The first decade of the millennium has been a banner one for indie-rock artists from Canada. Bands like Arcade Fire, Tegan and Sara and the now-disbanded Broken Social Scene (and Scene’s family tree of artists like Metric, Stars and Feist) have become some of the biggest acts in America, routinely selling out smaller clubs and larger concert halls alike.
But one of the seminal groups from that decade didn’t stay together long enough to benefit from the northern invasion: The Unicorns released one of the era’s great albums, 2003’s “Who Will Cut Our Hair When We’re Gone?” then dissolved after a year of touring.
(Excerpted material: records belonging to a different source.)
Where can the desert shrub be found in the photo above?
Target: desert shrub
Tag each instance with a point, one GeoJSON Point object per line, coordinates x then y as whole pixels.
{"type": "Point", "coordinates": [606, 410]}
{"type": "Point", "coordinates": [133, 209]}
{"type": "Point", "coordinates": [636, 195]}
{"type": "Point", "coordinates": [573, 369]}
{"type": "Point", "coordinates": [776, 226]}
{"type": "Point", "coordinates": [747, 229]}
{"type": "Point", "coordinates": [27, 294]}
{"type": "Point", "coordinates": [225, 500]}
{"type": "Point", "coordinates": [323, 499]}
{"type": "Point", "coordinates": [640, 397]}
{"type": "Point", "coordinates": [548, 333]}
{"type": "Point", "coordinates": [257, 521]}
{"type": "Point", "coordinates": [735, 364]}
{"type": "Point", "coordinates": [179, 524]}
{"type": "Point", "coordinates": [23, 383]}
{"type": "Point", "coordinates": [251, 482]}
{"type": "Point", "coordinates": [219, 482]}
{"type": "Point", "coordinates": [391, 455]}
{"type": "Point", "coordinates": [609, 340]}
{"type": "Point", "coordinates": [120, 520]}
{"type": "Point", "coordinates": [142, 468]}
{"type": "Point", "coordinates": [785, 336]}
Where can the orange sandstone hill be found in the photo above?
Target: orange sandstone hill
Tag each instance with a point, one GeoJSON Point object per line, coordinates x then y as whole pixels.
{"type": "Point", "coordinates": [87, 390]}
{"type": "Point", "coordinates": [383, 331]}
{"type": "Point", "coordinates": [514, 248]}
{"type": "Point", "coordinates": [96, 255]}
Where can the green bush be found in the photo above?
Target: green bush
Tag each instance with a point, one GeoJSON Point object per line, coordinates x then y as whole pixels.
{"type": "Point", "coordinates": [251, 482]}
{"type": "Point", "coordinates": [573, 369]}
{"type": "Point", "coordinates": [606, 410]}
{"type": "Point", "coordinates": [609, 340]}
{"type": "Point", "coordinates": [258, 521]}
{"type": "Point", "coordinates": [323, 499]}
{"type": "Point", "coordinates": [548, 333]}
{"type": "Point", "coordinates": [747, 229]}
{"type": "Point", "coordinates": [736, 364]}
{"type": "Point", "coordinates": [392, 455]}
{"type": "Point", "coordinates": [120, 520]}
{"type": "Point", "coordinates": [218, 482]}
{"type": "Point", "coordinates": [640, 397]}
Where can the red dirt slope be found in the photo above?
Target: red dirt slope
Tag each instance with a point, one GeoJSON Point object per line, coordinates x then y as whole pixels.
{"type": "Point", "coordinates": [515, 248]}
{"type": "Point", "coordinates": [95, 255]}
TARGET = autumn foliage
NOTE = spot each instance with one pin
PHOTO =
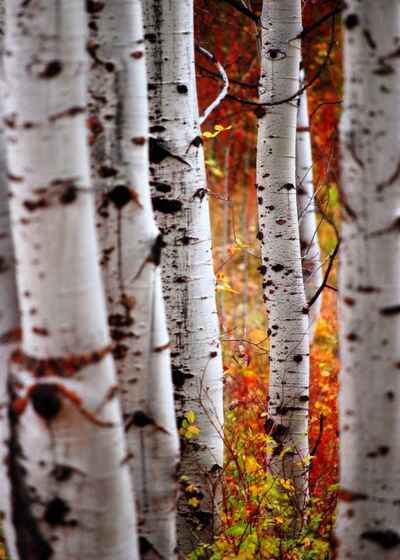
(256, 509)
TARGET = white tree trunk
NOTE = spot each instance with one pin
(71, 494)
(181, 203)
(279, 234)
(9, 326)
(130, 256)
(306, 208)
(369, 512)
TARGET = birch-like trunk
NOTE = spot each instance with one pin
(180, 200)
(9, 324)
(130, 248)
(279, 234)
(369, 512)
(306, 208)
(71, 495)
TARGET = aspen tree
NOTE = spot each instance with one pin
(180, 200)
(368, 524)
(9, 324)
(131, 247)
(306, 207)
(280, 247)
(71, 495)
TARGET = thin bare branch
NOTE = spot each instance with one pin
(224, 91)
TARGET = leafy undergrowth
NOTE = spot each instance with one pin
(257, 510)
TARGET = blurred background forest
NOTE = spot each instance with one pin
(230, 135)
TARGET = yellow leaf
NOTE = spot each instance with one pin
(251, 465)
(194, 502)
(190, 416)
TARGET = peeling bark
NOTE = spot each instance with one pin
(71, 493)
(180, 201)
(368, 524)
(280, 248)
(306, 208)
(130, 248)
(9, 327)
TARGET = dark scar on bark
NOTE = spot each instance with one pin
(59, 367)
(31, 544)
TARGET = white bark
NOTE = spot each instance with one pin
(369, 512)
(181, 204)
(71, 488)
(9, 326)
(306, 208)
(130, 246)
(279, 234)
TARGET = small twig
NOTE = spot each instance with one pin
(224, 91)
(307, 85)
(332, 257)
(307, 30)
(243, 10)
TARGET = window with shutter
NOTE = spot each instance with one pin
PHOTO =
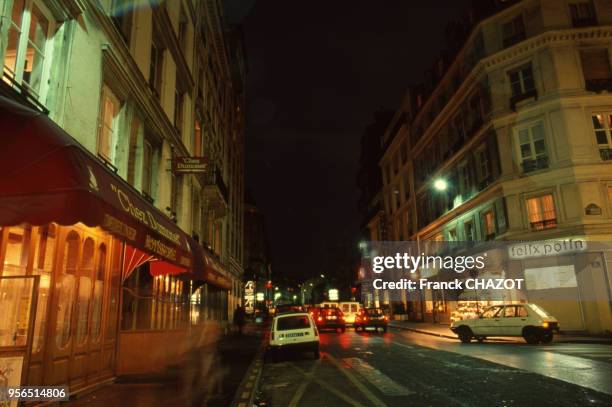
(596, 69)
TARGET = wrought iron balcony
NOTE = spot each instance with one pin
(535, 164)
(605, 153)
(599, 85)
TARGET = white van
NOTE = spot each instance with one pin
(350, 309)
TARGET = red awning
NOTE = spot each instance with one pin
(47, 176)
(207, 269)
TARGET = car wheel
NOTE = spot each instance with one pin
(546, 337)
(530, 335)
(465, 334)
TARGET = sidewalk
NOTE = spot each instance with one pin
(172, 387)
(443, 331)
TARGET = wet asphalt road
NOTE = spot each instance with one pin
(402, 368)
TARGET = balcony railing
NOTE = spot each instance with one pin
(598, 85)
(584, 22)
(535, 164)
(533, 93)
(544, 224)
(605, 153)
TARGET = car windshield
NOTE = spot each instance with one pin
(540, 311)
(293, 322)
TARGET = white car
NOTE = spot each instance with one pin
(530, 321)
(350, 310)
(294, 330)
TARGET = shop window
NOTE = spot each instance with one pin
(44, 258)
(26, 57)
(541, 212)
(98, 293)
(513, 31)
(108, 123)
(84, 290)
(596, 69)
(17, 251)
(532, 148)
(65, 289)
(602, 125)
(583, 14)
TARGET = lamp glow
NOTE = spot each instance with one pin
(440, 184)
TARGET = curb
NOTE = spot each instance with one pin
(247, 390)
(597, 341)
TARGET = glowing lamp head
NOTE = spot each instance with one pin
(440, 184)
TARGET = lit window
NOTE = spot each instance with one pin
(489, 224)
(541, 212)
(109, 110)
(521, 80)
(602, 125)
(28, 46)
(532, 148)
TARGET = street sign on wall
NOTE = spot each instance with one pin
(189, 165)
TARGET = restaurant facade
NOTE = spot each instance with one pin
(117, 199)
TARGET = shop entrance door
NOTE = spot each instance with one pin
(18, 295)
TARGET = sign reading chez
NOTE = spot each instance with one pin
(525, 250)
(189, 165)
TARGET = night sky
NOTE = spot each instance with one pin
(317, 72)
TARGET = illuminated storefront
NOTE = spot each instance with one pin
(115, 277)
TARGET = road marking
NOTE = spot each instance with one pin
(369, 395)
(402, 345)
(328, 387)
(378, 379)
(300, 391)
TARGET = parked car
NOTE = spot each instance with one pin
(350, 309)
(294, 331)
(285, 308)
(530, 321)
(371, 318)
(329, 318)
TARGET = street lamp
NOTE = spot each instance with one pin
(440, 184)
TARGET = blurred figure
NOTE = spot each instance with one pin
(203, 374)
(239, 318)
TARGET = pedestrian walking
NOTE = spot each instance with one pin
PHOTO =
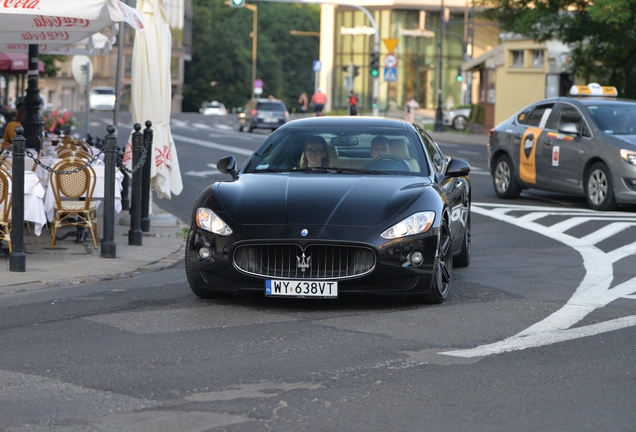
(303, 101)
(319, 99)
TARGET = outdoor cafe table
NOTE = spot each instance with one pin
(98, 193)
(33, 201)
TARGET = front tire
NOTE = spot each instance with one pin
(504, 180)
(463, 259)
(599, 190)
(442, 271)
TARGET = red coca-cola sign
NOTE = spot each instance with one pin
(42, 21)
(21, 4)
(45, 36)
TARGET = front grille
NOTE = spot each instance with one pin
(290, 261)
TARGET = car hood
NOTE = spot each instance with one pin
(318, 199)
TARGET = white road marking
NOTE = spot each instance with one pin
(593, 292)
(213, 145)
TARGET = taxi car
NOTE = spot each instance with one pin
(584, 144)
(349, 223)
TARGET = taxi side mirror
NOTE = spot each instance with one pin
(569, 128)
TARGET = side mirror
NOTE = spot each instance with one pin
(457, 168)
(227, 165)
(569, 128)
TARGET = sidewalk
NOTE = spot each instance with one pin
(70, 263)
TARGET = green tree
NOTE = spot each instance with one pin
(222, 53)
(601, 34)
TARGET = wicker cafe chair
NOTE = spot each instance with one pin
(73, 185)
(5, 210)
(76, 152)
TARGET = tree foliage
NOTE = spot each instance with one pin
(222, 53)
(601, 34)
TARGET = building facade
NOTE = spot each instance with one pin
(429, 39)
(542, 67)
(63, 91)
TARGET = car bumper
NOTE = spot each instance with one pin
(392, 272)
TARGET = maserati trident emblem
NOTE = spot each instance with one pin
(303, 262)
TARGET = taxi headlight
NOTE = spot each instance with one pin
(629, 156)
(209, 221)
(414, 224)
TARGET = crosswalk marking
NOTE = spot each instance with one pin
(595, 290)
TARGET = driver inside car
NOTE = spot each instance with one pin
(379, 146)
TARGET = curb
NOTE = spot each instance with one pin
(170, 261)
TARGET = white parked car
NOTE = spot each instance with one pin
(213, 108)
(102, 98)
(457, 118)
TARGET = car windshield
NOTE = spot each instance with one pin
(616, 119)
(104, 91)
(271, 106)
(340, 150)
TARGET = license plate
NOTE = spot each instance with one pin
(296, 288)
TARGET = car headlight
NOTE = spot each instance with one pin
(209, 221)
(414, 224)
(629, 156)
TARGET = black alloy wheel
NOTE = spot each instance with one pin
(599, 190)
(504, 180)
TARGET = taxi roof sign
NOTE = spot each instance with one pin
(593, 89)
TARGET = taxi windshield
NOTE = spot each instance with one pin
(615, 119)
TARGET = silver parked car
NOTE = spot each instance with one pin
(582, 145)
(457, 118)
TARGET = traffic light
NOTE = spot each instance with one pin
(374, 66)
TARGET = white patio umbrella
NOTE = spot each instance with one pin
(151, 94)
(59, 26)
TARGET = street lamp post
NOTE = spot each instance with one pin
(439, 124)
(254, 9)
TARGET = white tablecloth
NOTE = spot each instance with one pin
(34, 209)
(98, 194)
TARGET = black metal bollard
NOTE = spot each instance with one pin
(135, 235)
(17, 259)
(125, 184)
(109, 246)
(145, 182)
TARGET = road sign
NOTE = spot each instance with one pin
(390, 61)
(390, 74)
(390, 44)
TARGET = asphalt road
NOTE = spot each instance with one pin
(536, 335)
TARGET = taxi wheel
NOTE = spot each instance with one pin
(504, 180)
(599, 191)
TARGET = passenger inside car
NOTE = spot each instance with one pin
(379, 146)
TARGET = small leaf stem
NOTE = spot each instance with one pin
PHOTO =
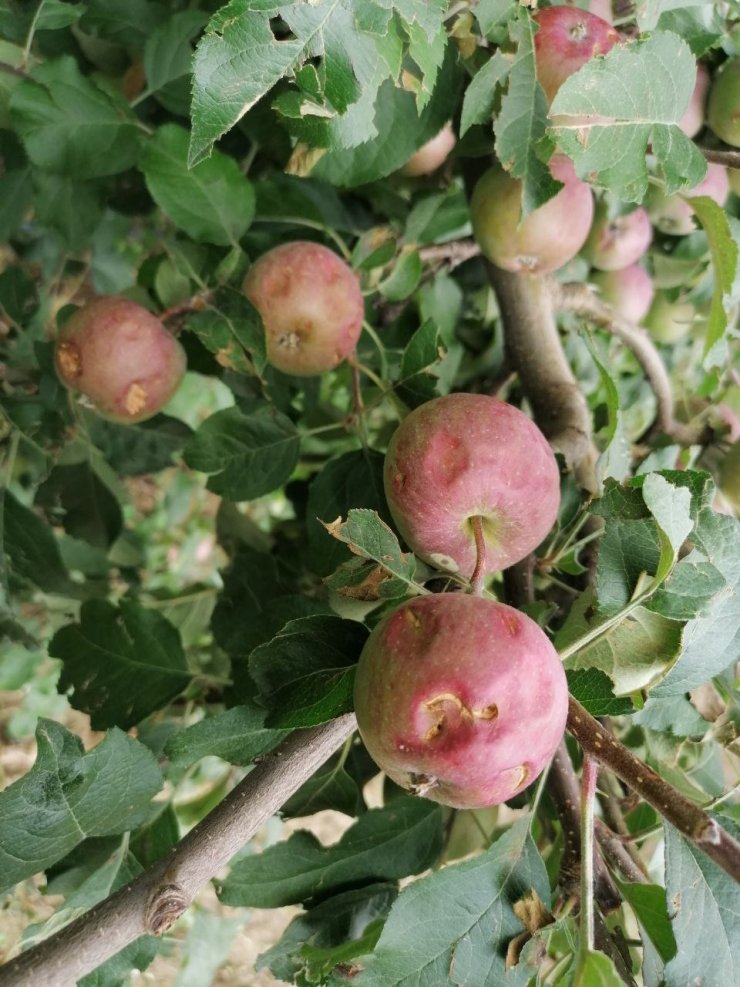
(689, 819)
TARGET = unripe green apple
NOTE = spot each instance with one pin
(614, 244)
(460, 699)
(121, 357)
(545, 239)
(673, 214)
(723, 109)
(629, 291)
(465, 457)
(431, 155)
(311, 306)
(669, 321)
(566, 39)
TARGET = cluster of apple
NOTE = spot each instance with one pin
(460, 698)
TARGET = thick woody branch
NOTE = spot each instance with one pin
(535, 351)
(156, 898)
(689, 819)
(582, 300)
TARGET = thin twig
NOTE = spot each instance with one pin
(156, 898)
(582, 300)
(689, 819)
(724, 156)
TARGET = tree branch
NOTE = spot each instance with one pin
(156, 898)
(535, 351)
(726, 156)
(582, 300)
(689, 819)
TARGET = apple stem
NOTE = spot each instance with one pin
(479, 573)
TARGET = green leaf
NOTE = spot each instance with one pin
(332, 926)
(212, 202)
(702, 904)
(69, 795)
(144, 447)
(636, 95)
(401, 130)
(463, 920)
(122, 664)
(237, 735)
(71, 126)
(593, 690)
(31, 548)
(87, 507)
(305, 673)
(724, 251)
(370, 537)
(168, 53)
(384, 844)
(352, 480)
(521, 121)
(250, 453)
(480, 96)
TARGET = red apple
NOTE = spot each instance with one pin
(629, 291)
(670, 321)
(617, 243)
(673, 214)
(121, 357)
(723, 109)
(465, 457)
(431, 155)
(566, 39)
(545, 239)
(311, 306)
(693, 119)
(460, 699)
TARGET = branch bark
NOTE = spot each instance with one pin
(156, 898)
(582, 300)
(689, 819)
(535, 351)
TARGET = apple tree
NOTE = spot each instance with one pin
(372, 356)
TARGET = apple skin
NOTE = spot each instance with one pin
(431, 155)
(629, 291)
(568, 38)
(311, 306)
(544, 240)
(121, 357)
(693, 119)
(723, 108)
(672, 214)
(669, 321)
(614, 244)
(467, 455)
(460, 699)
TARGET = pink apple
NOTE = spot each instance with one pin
(629, 291)
(545, 239)
(693, 119)
(431, 155)
(311, 306)
(616, 243)
(460, 699)
(465, 457)
(568, 38)
(121, 357)
(723, 109)
(673, 214)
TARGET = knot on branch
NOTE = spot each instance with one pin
(166, 904)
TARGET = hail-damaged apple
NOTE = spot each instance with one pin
(471, 483)
(460, 699)
(311, 306)
(121, 357)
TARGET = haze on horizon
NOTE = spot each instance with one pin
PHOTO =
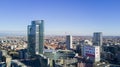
(76, 17)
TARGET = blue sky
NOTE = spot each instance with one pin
(76, 17)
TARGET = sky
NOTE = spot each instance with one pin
(61, 17)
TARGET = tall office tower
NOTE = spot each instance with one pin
(69, 42)
(97, 38)
(36, 37)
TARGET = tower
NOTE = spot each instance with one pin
(69, 42)
(36, 37)
(97, 38)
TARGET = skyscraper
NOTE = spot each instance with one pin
(36, 37)
(69, 42)
(97, 38)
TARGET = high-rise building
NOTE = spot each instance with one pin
(69, 42)
(93, 52)
(36, 37)
(97, 38)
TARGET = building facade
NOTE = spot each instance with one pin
(97, 38)
(36, 37)
(93, 52)
(69, 42)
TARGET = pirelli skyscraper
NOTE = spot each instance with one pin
(36, 37)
Alden Penner, Nick Thorburn and Jamie Thompson went on to other collaborations and work (the latter two comprised the backbone of Islands, another Canadian indie-pop band that found some success in the U.S.), but thanks to an invitation from Arcade Fire (who opened for the Unicorns during parts of that fateful yearlong tour), have reunited for a small run of shows, playing with the Grammy winners at shows in Los Angeles and Brooklyn. The band’s quirky humor (a faux audience Twitter feed at the L.A. shows featured gems like “Reunions are always terrible,” while the set’s video projections included a Flying Toasters screen saver) is still on display, and the music feels as relevant as it did a decade ago.
amNewYork caught up with Penner to talk about reforming and prophesies.
Eleven years later, when you listen to “Who Will Cut Our Hair ?” what do you hear?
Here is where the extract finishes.